Tony Blair calls for the UK to use up ALL coronavirus vaccine supplies on one dose strategy

Tony Blair calls for the UK to use up ALL coronavirus vaccine supplies to get at least one dose of the jab to millions of people as NHS doctors are ‘frustrated’ with slow roll-out

  • Former PM said today two-dose plan ‘must be altered and radically accelerated’
  • Both Pfizer and Oxford’s vaccine are given in two doses over three week period
  • He called for students and other super spreaders to be prioritised for dose of jab

Tony Blair has called for Britain to scrap its current coronavirus vaccination strategy and give ‘as many people as possible’ a single dose of the jab to curb the spread of the mutant strain racing through the UK.

The former prime minister said today the present two-dose vaccination plan which prioritises elderly and vulnerable people ‘must be altered and radically accelerated’ in the face of the highly infectious variant.

Currently the only Covid vaccine approved for use in the UK is Pfizer/BioNTechs’, but one made by Oxford University is expected to get the green light in the coming weeks — both need to be administers via two shots three weeks apart to work fully.

Britain’s medical regulator has ruled Pfizer’s vaccine can block Covid a week after the second dose, but the US’ drugs regulator found it provided ‘strong protection’ to about half of patients seven days after the first. 

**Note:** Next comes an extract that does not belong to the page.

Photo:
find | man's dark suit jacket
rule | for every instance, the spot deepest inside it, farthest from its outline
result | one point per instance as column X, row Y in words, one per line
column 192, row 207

However, the single-dose method hasn’t been definitively put to the tes, so scientists can only infer from the trial data that Pfizer’s vaccine would stimulate a good enough immune response in roughly half of people who get one dose. 

Mr Blair said students and other asymptomatic spreaders of the disease should be prioritised, along with frontline healthcare staff and the elderly and vulnerable, to tackle the winter wave of infections.

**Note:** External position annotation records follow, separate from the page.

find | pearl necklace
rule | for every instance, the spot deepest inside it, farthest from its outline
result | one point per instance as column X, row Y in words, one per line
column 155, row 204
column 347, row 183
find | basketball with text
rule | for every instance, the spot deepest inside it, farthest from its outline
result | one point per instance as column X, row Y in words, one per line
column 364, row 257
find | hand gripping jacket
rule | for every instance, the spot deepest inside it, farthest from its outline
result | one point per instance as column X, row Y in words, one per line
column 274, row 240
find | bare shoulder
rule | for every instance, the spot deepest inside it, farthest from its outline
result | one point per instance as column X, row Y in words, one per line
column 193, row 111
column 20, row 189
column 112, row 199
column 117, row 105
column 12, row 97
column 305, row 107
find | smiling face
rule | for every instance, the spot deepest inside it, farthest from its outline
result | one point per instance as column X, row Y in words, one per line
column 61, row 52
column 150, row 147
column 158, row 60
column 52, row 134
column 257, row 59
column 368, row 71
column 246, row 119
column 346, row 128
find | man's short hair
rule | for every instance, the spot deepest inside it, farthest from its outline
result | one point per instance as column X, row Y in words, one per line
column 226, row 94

Writing in a column in the Independent, he said: ‘The Medicines and Healthcare products Regulatory Agency should clear the Oxford-AstraZeneca vaccine within days, to add to the Pfizer one. We have several million doses available and with perhaps another 15 million available in January. 

‘It is a two-dose vaccine, but even the first dose will provide substantial immunity, with full effectiveness coming with a second dose two to three months later – longer than originally thought.

‘We should consider using all the available doses in January as first doses, that is, not keeping back half for second doses. Then, as more production is rolled out, we will have enough for the second dose.  

Britain should give ‘as many people as possible’ a single dose of a coronavirus vaccine to curb the spread of the mutant strain racing through the UK, according to Tony Blair

‘Thirty million Johnson and Johnson vaccines – which is a one-dose vaccine – should also be with us by end of January. We should aim to use them all in February.

‘We should continue to prioritise frontline health staff and the most vulnerable, but let this not hold up vaccinating others.

‘The aim should be to vaccinate as many people as possible in the coming months. The logic behind age is naturally heightened risk of mortality.

‘But if it is the spread we’re anxious about, then it makes sense to consider vaccinating those doing the spreading, in particular certain occupations or age groups such as students.’